Flinders University Professor of Medicine Jonathan Gleadle, Dr Michael Michael from the FMC Department of Gastroenterology and Hepatology, and student Hamish King have focussed their research on exosomes – small cellular ‘off-shoots’ that send messages to other cells.

Their findings were published in the BMC Cancer Journal in September.

"We believe exosomes play important roles in helping cancer cells to communicate with surrounding tissue and help them to spread,” Professor Gleadle said.

Dr Michael Michael and Professor Jonathan Gleadle

“Therefore, understanding the stimuli which promote exosome release by tumour cells is important in understanding tumour development.”

The team investigated how starving breast cancer cells of oxygen (also called hypoxia) impacted the cell’s exosome release.

“As a tumour grows, it rapidly outgrows its blood supply, leaving portions of the tumour with regions where the oxygen concentration is significantly lower than in healthy tissues,” Professor Gleadle said.

“Hypoxic tumour cells are usually resistant to radiotherapy and chemotherapy and often result in the worst patient outcomes, although the reasons behind this remain unclear.”

Looking at three different breast cancer cell lines, the team found that the more the cancer cell was starved of oxygen, the more exosomes it released.

“This may help the cancer cell to promote its own survival and invasion,” Professor Gleadle said.

The research has important implications for how tumour cells might signal to surrounding tissue in order to spread, and could mean that tumours spread more when they are starved of oxygen because of the increase of these invasive exosome signals.
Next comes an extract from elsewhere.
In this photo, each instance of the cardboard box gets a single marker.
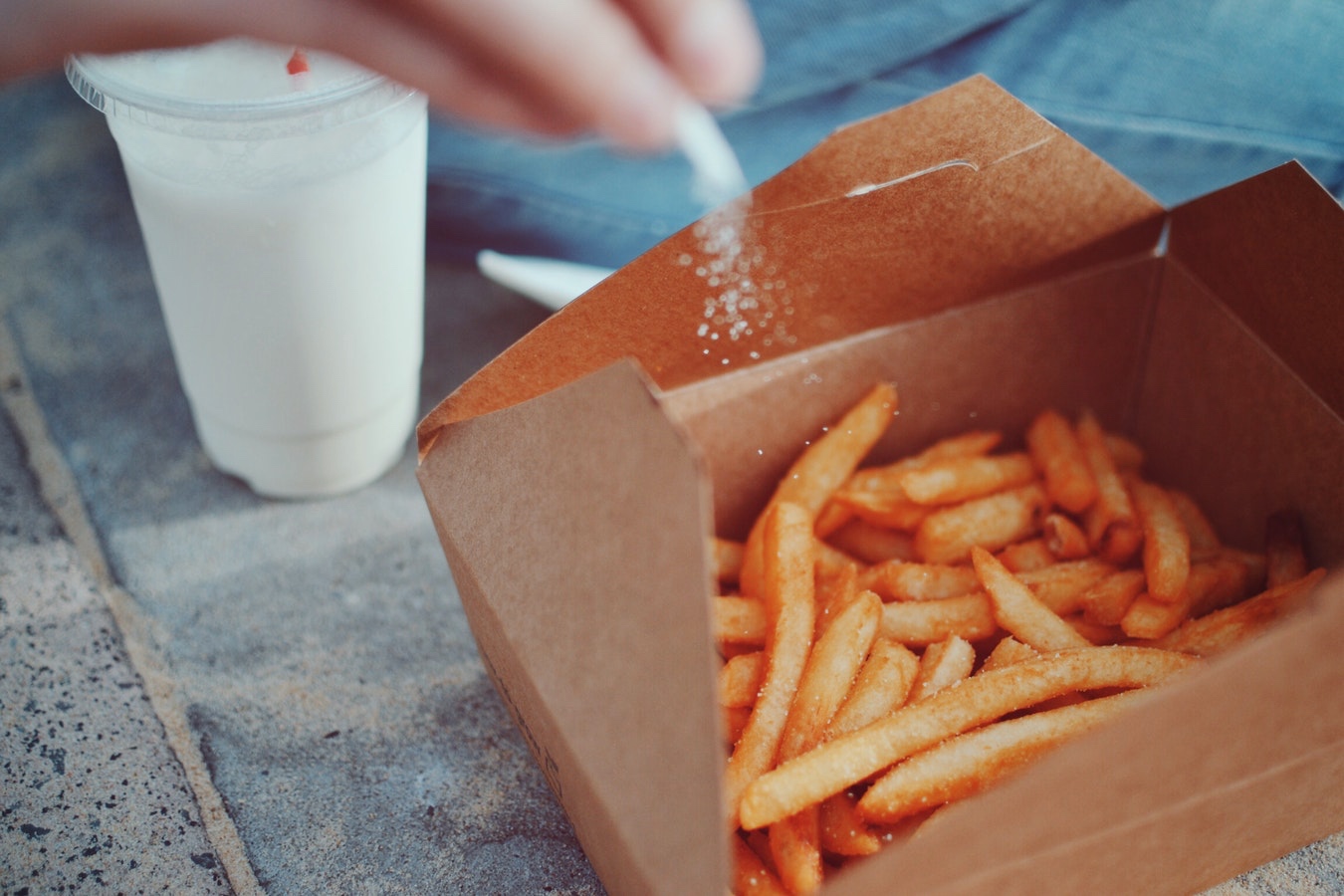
(1003, 269)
The team also found that the exosomes coming from oxygen-starved cancer cells contained more of a particular cancer-causing microRNA, called miR-210, an important discovery which could one day lead to a blood test that detects rapidly growing tumours.

This research has been enabled from Flinders Medical Centre Foundation funding. Recent funds raised by Blokes for Breast Cancer will allow the team to extend their investigation into how tumours communicate with their environment.